On the same weekend that Virginia Tech won its first Atlantic Coast Conference (ACC) tournament championship in men’s basketball, an ACC success of another sort took place on campus with a meeting of the ACC Academic Leaders Network.

The 90 faculty members and administrators who attended the March 10–12 event came from each of the 15 ACC universities: Boston College, Clemson University, Duke University, Georgia Institute of Technology, Florida State University, North Carolina State University, Syracuse University, the University of Louisville, the University of Miami, the University of North Carolina, the University of Notre Dame, the University of Pittsburgh, the University of Virginia, Virginia Tech, and Wake Forest University. They’re all long-time sports rivals, used to meeting on the court or the gridiron.

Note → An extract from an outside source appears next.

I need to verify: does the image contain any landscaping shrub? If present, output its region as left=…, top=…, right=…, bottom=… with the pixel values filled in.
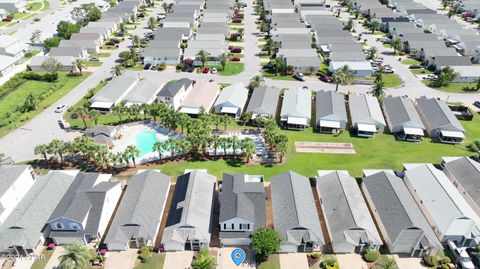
left=423, top=253, right=438, bottom=267
left=363, top=250, right=380, bottom=262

Yet, apart from a bit of friendly ribbing, attendees were far more interested in collaboration than competition. The Academic Leaders Network (ALN) “is about building relationships and trust, sharing experiences and resources, and encouraging creativity and the sharing of ideas,” said Amy Hogan, assistant provost for leadership initiatives for Faculty Affairs in the Office of the Executive Vice President and Provost

The ALN debuted in 2018 after ACC leaders, inspired by the Big Ten’s Academic Alliance, decided to create a similar program that would leverage the diversity of innovation and ideas among the ACC’s many top-tier research universities. 

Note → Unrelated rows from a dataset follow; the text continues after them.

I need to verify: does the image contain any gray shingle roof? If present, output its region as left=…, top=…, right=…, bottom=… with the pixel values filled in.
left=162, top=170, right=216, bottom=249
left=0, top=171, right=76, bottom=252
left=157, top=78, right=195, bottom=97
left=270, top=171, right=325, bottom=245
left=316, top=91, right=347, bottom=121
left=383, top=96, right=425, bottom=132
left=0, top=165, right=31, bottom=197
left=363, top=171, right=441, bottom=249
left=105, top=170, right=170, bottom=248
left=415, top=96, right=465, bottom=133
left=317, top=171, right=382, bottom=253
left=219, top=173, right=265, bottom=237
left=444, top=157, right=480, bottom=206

Each ACC school selects five faculty leaders — deans, department heads, associate provosts, and other academic administrators — to join a year-long cohort focused on leadership development, collaboration, and understanding of trends and challenges in higher education. This elite group meets virtually as well as in person three times throughout the year on the campuses of member institutions. Virginia Tech hosted the inaugural ALN gathering in 2018 and became the first repeat host in 2022.  

The five leaders chosen by Virginia Tech for the 2022 ALN cohort are:

Rebecca Weaver-Hightower, Trish Hammer, Natalia Henao-Guerrero, Eileen Van Aken, and Jill Sible, Virginia Tech's 2022 cohort of ALN leaders
The members of Virginia Tech’s 2022 Academic Leaders Network cohort are, from left, Rebecca Weaver-Hightower, Trish Hammer, Natalia Henao-Guerrero, Eileen Van Aken, and Jill Sible.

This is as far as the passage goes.